I can honestly say I’ve never had to do this. :D
Is it just me, or is this journal just black text on a white background?
Oh, it is not just you! Not to be too nitpicky and over-explainy, but Livejournal’s been down basically all week, and even after it came back, it couldn’t display my layout, so . . . ugly blog and a missed high school post last Thursday. Everything seems to be okay right now, but for how long? How LONG?!
I know what you mean about school stress. Do you just get so busy that you have to stay up to get everything done, or is it more like your brain kicks into that special high-gear mode and keeps itself awake? (I’ve definitely had my share of both these things.)
Even now, I have this awful habit, where, if I’m really close to a big deadline, I just completely stop sleeping. Even though I budget in time for it, my brain decides that sleep is a low priority and baking pie is more useful. This is because when it’s sleep-deprived, my brain can be really stupid.
It was just really weird, because all the other lj’s I was looking at looked totally normal, and yours was all wonky. It was really befuddling. But it is normal again!
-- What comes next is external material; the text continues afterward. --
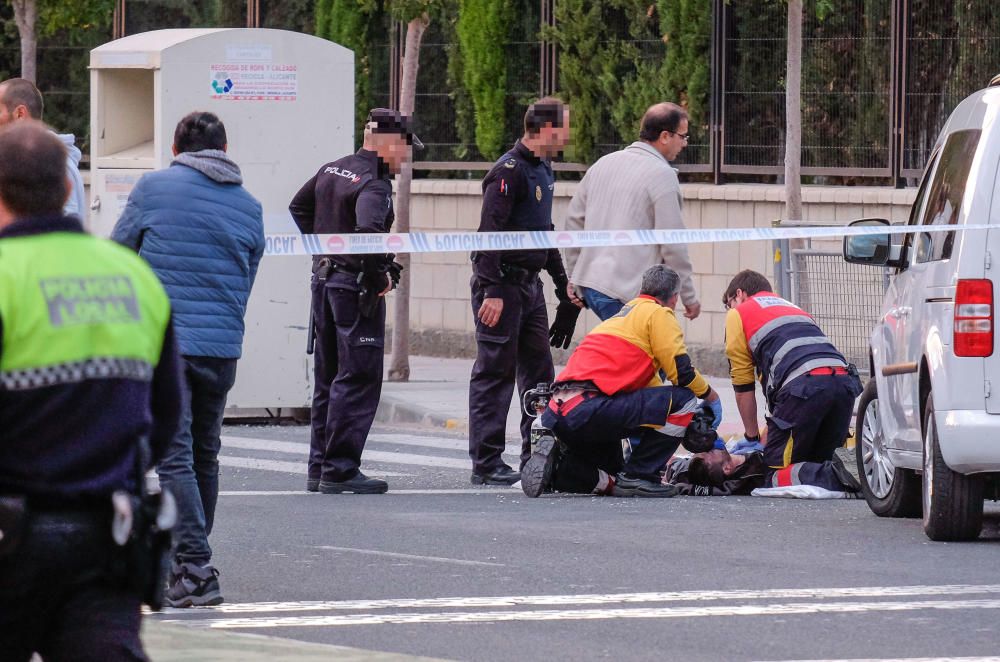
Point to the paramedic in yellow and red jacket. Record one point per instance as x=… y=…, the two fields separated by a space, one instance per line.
x=809 y=386
x=611 y=389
Hooray! I’m sad that a high school post was missed, though. I like reading those.
A bit of both, yeah. Also, my terrible prioritizing skills and procrastination habits tend to prevent me from getting much more than the minimum done during school. I’m working on that a lot now, so this school year it’ll be better.
It’s more that my brain decides that setting aside precious memory-space for dream-scraps is a ridiculous idea. It really frustrates me. I like my dreams! Even the nightmares! (I am weird, because I like my nightmares. Mostly because they’re recurring, and so I know exactly when the monster will come out. So I spend the two minutes I have before it shows up setting a trap for it or whatever, and can successfully explore different paths for the dream to take.) My dreams are really storylines. Or pure emotion transferred into a situation.